2) What is the mechanism with Larsen C exactly?

Well, iceberg calving is totally normal! Two things about this event are making it unique. 1) It’s going to make a large iceberg. The other thing is, (like with the front of the Ross ice shelf), these massive rifts often get hung up on suture zones, areas where the ice doesn’t look the same as other ice. The ice is flowing out toward the sea and sometimes it has to flow around an island underneath, a bump...and so it creates a scar. Those suture zones are made up of regular ice shelf ice (coming off of ice sheet, sourced from snow) and marine ice (ocean water can freeze to the bottom of the ice shelf. It’s got ocean stuff, debris in it. And that can get worked up around islands). Rifts tend to get hung up on suture zones. But that’s not happening here. This rift system is blasting through this suture zone. Part of that might be the leverage ‐ this is a really big rift which provides a lot of leverage as the oceans and currents are working on it. The way that this rift is propagating through things that on other shelves have hung these rifts up.

3) Is the coming event illustrative of any larger trends that may be driven by climate change, or is this really a mechanism of ice shelf loss that climate change doesn’t affect at all?

We know what the front of this ice shelf has looked like from satellite imagery going back to the dawn of ‐ late ‘70s, early ‘80s . . . to a certain degree a little bit farther. The navy was taking photos in the ‘60s. We’ve got a pretty good sense of a 50‐year average of where the front of the ice shelf is, how large it is . . . and when you lose a chunk of ice this big, that takes it away from a 50‐year average. We are changing the system. How will the glaciers upstream respond to that missing ice? Right now, we can’t definitively pin it on warming water, a warming ocean.
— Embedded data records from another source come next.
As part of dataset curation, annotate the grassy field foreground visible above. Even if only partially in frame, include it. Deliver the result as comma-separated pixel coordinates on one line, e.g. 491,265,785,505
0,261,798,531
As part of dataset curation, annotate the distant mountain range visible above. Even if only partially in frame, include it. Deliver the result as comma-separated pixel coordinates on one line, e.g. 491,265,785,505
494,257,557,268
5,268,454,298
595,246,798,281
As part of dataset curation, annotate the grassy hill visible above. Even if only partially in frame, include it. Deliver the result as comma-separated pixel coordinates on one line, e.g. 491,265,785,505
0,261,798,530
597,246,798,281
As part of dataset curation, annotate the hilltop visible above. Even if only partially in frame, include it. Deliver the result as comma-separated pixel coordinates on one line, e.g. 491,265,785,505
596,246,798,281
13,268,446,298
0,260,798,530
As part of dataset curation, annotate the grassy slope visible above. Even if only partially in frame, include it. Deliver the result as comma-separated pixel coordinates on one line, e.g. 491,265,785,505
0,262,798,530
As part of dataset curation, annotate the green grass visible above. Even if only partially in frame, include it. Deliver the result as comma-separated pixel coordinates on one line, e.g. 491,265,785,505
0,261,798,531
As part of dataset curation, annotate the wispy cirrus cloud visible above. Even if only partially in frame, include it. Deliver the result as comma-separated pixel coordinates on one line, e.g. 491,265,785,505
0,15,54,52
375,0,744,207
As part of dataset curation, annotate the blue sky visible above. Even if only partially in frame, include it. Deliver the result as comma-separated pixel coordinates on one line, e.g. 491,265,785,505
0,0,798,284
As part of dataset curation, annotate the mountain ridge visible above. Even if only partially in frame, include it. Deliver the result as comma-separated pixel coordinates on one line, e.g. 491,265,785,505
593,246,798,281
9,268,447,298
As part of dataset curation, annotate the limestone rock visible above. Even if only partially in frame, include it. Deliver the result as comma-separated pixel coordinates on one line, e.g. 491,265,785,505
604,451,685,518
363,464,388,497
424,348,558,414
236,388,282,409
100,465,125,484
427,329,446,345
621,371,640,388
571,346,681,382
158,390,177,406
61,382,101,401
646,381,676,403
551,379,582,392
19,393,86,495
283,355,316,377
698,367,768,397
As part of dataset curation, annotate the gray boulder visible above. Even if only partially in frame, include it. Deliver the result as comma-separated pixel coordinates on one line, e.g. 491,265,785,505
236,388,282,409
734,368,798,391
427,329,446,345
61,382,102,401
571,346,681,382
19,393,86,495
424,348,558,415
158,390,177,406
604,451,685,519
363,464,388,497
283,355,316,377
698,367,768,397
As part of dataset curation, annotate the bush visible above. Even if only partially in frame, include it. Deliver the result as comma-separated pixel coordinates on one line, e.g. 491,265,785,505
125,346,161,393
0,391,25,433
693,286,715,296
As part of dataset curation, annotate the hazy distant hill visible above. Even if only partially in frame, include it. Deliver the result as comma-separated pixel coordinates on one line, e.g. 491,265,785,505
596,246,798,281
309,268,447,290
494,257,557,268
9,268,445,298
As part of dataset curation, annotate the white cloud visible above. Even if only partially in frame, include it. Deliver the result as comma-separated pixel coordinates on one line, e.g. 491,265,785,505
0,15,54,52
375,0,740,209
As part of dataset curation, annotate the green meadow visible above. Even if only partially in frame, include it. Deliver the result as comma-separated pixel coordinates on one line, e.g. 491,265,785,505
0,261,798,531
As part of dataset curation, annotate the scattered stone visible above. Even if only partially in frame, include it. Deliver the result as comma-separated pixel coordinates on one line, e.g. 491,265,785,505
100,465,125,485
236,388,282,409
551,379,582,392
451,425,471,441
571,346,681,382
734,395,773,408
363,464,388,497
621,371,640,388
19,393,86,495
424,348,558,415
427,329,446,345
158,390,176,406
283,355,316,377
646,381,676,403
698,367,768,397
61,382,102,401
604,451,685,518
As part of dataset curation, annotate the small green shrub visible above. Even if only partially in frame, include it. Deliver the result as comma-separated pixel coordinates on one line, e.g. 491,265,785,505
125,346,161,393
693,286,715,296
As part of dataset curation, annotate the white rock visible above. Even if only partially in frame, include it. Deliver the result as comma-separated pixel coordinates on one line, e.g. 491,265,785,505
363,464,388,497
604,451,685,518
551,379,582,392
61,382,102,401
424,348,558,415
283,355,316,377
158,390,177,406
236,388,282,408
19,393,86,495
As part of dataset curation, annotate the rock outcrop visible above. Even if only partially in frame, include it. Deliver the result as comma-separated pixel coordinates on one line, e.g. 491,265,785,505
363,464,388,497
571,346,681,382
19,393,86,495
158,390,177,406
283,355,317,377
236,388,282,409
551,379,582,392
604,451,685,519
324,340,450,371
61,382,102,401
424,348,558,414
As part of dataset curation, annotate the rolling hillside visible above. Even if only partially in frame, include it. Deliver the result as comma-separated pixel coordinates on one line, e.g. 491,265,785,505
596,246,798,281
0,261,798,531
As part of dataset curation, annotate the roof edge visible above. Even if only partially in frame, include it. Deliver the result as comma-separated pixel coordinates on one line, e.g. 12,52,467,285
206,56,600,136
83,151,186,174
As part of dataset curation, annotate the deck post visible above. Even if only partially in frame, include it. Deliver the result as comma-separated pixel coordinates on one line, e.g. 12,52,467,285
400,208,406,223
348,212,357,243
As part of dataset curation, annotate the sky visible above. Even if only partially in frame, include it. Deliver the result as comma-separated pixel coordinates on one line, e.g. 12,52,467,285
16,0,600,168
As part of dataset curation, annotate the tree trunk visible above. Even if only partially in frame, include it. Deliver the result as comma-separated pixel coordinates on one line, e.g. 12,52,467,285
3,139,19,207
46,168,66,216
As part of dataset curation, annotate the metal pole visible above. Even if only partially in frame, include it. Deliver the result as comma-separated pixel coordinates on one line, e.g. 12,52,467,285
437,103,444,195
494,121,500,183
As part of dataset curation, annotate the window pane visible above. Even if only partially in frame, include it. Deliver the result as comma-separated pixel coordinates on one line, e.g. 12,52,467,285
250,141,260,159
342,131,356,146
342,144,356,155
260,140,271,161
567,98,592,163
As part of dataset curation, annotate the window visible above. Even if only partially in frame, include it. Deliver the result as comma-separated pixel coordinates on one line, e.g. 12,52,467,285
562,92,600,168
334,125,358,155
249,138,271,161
4) What will you take away from this event and/or what specifically will you be watching for after this iceberg breaks off?
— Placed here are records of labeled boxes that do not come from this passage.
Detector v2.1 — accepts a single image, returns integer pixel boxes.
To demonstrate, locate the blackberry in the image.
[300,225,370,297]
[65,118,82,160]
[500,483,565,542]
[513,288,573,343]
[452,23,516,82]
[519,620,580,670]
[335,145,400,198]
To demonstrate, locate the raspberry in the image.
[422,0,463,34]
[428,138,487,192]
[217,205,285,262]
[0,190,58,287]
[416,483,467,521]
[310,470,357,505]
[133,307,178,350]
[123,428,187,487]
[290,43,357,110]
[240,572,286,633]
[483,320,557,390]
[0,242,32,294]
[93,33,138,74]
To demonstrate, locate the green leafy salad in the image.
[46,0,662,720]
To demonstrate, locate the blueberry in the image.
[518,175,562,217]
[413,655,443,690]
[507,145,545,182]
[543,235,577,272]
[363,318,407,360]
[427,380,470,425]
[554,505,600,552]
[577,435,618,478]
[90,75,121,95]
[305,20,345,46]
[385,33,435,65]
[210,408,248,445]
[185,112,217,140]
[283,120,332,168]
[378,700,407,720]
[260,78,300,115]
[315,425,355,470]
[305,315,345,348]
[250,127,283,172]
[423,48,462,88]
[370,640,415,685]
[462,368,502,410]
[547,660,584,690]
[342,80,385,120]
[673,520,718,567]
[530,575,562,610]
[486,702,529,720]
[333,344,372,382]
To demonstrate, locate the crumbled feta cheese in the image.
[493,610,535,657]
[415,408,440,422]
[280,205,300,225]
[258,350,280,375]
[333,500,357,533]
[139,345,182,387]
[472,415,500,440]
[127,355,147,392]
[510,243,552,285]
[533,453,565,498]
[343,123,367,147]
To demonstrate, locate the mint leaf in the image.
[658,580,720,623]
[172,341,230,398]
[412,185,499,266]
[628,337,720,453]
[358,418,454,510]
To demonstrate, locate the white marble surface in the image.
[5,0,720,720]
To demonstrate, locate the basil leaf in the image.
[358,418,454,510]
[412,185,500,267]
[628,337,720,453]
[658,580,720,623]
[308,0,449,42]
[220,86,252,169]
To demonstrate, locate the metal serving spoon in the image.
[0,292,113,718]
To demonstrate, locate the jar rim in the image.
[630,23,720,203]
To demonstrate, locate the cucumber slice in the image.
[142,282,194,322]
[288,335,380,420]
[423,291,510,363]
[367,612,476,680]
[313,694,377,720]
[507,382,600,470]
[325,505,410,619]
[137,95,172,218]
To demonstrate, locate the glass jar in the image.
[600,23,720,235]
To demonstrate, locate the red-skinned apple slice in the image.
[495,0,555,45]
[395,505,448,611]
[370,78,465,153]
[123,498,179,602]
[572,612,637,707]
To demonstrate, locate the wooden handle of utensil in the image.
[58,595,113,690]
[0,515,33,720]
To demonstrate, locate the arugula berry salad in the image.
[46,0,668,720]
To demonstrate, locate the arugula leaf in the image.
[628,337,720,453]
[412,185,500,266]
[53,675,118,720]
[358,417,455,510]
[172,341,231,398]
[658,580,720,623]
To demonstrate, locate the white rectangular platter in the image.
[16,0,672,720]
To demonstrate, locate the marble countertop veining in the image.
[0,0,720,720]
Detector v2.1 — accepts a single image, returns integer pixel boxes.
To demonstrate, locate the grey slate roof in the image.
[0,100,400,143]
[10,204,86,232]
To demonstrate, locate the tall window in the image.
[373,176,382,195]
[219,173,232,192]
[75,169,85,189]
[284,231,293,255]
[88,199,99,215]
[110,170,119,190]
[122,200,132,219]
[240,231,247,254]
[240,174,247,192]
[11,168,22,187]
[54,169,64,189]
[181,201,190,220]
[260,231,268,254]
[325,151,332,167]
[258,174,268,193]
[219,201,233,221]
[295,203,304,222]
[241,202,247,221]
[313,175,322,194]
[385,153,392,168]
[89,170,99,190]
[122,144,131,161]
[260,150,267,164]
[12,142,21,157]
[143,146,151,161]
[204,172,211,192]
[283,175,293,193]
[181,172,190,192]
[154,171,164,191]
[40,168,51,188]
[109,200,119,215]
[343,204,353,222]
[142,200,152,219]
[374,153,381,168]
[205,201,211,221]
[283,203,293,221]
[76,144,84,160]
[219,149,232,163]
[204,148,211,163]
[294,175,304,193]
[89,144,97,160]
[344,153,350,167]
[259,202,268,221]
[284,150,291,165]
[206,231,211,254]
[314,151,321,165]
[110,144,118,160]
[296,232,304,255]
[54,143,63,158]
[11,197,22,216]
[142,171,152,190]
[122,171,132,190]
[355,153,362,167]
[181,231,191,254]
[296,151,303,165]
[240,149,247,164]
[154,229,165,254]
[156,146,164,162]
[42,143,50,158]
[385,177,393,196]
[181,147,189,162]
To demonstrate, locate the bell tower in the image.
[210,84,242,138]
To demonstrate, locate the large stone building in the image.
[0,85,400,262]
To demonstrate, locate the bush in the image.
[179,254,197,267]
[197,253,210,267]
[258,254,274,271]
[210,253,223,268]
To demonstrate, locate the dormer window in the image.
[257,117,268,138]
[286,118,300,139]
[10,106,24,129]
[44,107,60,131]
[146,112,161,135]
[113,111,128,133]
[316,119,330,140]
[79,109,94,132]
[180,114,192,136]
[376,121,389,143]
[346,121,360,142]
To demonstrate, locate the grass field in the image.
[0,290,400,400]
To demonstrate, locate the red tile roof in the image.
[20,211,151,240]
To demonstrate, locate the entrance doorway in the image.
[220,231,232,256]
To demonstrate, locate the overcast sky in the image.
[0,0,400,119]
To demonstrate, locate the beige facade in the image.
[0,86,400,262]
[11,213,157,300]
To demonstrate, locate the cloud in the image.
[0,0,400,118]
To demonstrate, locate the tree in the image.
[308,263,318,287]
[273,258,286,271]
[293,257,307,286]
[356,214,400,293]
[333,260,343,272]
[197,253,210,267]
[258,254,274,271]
We know from Larsen B that when a whole ice shelf disintegrates, you’re left with these glaciers that feed it with no buttressing. There’s a glacier called the Crane Glacier. After the Larsen B, they saw significant accelerations of the Crane. That has slowed down since. We know when the whole ice shelf is gone, we definitely see acceleration; with Larsen C we won’t lose the whole shelf, but we’ll lose a significant amount. Can we still observe that upstream acceleration when only part of the buttressing is gone?

This is a little speculative at this point . . . recently the rift tip sort of made a turn toward the northeast . . . It’ll be interesting to see if the ice shelf still maintains a connection to [the Bawden Ice Rise (island)], because Bawden could be a stabilizing factor for the ice shelf front.
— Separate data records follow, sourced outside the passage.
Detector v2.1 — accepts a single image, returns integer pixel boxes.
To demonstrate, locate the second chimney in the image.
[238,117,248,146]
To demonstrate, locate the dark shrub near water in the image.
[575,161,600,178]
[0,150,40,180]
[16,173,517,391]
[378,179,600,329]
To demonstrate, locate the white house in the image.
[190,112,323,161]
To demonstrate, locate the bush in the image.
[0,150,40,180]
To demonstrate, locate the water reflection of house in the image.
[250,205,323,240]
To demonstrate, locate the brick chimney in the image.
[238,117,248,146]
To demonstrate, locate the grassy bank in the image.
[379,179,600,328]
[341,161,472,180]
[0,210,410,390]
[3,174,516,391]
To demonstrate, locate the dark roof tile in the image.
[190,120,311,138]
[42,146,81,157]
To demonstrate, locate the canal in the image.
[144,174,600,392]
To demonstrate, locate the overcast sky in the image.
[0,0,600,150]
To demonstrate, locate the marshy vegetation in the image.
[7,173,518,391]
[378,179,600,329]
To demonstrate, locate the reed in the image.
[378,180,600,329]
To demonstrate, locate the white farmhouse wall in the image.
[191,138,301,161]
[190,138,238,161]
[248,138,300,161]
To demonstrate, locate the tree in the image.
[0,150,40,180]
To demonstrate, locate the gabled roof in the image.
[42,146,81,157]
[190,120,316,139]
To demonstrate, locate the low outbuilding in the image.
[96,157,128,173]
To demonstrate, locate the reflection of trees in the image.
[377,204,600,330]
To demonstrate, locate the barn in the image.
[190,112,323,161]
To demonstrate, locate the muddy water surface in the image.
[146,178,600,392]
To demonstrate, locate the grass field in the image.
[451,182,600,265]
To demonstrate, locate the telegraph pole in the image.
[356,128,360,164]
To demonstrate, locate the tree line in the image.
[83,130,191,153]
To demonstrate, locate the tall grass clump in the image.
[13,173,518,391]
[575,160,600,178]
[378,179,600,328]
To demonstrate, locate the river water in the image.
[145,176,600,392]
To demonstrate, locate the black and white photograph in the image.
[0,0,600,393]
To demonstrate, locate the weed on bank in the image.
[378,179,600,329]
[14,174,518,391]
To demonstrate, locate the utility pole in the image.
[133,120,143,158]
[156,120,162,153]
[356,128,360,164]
Just an interesting note: Ice shelves can only form in bays etc. Protected areas. If you look all the way around the fringe of Antarctica, ice shelves have a happy average ‐ they don’t extend way far off the continental shelf. They stay in protected waters. And they usually are met by islands (stabilizing features on the front). Islands are often found at the front of these things acting as points of stabilization. The Ross ice shelf has two, and Getz has lots.